Demand in the health care sector is expected to grow rapidly under Prime Minister Narendra Modi's "Modicare" program, especially to improve conditions for the poor. India needs an additional 1.8 million beds to achieve two beds per 1,000 people by 2025, as well as 1.54 million new doctors.
The acquisition marks a shift in IHH's strategy, which has focused on growth through buying existing hospitals rather than building new ones. The group, which has had a presence in India since 2002, said it was drawn by the country's under-served health care market and huge talent pool of healthcare professionals.
Separately, IHH also offered to acquire Fortis' 26% stake in Chennai-based Fortis Malar Hospital for $16 million. The deals, which are subject to regulator and shareholder approval, are expected to be completed by the final quarter of 2018. IHH will keep the listings of Fortis and Fortis Malar on the Bombay Stock Exchange.
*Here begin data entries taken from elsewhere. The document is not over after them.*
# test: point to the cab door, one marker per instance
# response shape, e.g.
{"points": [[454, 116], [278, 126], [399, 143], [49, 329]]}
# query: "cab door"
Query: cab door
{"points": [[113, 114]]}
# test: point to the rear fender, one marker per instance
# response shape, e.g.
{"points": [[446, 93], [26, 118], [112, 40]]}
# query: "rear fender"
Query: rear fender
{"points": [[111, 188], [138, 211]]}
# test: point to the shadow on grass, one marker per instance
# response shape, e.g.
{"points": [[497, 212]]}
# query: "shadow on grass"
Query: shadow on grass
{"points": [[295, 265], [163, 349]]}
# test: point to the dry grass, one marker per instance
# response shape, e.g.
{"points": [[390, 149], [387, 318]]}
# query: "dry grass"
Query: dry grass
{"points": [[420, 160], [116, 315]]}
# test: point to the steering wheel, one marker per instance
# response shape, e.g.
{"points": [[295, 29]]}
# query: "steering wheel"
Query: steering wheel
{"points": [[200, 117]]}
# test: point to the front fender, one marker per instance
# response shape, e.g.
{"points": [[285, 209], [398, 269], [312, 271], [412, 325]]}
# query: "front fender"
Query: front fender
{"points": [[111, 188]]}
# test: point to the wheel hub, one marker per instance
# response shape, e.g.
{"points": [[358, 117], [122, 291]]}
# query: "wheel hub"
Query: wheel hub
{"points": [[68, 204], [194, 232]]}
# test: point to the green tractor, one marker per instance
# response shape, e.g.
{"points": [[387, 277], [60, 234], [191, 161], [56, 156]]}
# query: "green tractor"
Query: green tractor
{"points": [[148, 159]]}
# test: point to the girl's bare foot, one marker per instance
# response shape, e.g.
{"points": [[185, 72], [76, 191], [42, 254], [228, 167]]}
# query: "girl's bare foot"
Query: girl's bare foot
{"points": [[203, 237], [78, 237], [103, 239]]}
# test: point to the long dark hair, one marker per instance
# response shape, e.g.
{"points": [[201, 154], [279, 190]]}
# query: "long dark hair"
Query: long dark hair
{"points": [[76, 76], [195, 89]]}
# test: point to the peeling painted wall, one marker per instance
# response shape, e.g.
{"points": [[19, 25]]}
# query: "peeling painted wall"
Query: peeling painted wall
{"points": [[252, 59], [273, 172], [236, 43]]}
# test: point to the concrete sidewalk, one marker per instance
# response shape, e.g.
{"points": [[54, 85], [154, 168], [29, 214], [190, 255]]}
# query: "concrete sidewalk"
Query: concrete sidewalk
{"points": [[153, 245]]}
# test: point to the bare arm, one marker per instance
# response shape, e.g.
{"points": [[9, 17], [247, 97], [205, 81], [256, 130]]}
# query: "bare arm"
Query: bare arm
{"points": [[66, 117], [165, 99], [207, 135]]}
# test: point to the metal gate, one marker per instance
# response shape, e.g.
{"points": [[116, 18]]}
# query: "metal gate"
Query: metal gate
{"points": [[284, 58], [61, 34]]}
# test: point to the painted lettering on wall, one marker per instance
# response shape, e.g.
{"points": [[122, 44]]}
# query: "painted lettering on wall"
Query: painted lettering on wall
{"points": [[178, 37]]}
Despite Fortis' losses and investigations into fraud by top executives, IHH raised its bid from an initial 160 rupees per share in April to the price agreed on Friday, fending off a rival bid from a consortium led by Manipal Healthcare Enterprises.
CIMB Research said the offer was a "fair deal" considering the value that could be unlocked over the next two years.
According to the Confederation of Indian Industry, Indian health care, one of the country's fastest-growing sectors, is expected to be worth $275 billion in the next 10 years. Much of this growth can be attributed to the infusion of private equity and foreign investment such as that from IHH.
"If we are able to win the asset, it will give us one shot at really completing our India platform," Tan said last month.
In 2017, India contributed 6% to IHH's revenue through its investments in Continental Hospitals and Global Hospitals. The Fortis purchase will boost this to 24%, said the group. It will expose IHH to larger markets in northern India, expanding the group's foothold which is currently predominantly in the south, and to a lesser extent in the east and west. Currently the second largest health care player in India by number of hospitals, Fortis operates a network of 34 hospitals with 4,600 beds across India, Dubai, Mauritius and Sri Lanka.
In terms of revenue, joining with Fortis will position IHH close to India's leading health care provider Apollo Hospital Enterprise.
Fortis' strength in cardiology medicine also compliments IHH's specialty in multi-organ transplants and treating gastrointestinal diseases.
The Indian government currently allocates around 1% of its $2.6 trillion gross domestic product to healthcare, but aims to increase that to 2.5% by 2025 under a new National Health Policy.
In February, the government announced the Ayushman Bharat National Health Protection Scheme, touted as Modicare, to cover hospitalization costs of up to 500,000 rupees for each "poor" family every year. The move would benefit around 500 million people, according to Indian Finance Minister Arun Jaitley, who allocated 12 billion rupees to the program.
But before tapping the Modicare demand, IHH will need to put Fortis' house in order. "The first step for us is to put a business plan in place," said Bhavdeep Singh, Fortis CEO.
Fortis logged a loss after tax of 10 billion rupees in the fiscal ended Mar. 31, compared to a profit after tax of 4.21 billion rupees a year earlier. In addition, it is being investigated by regulatory authorities in India due to a number of red flags raised by its auditors.
India is one of the four areas that IHH considers a "home market," as well as Malaysia, Singapore and Turkey. The health care group -- Asia's largest by market capitalization -- operates over 10,000 beds in 49 hospitals across nine countries.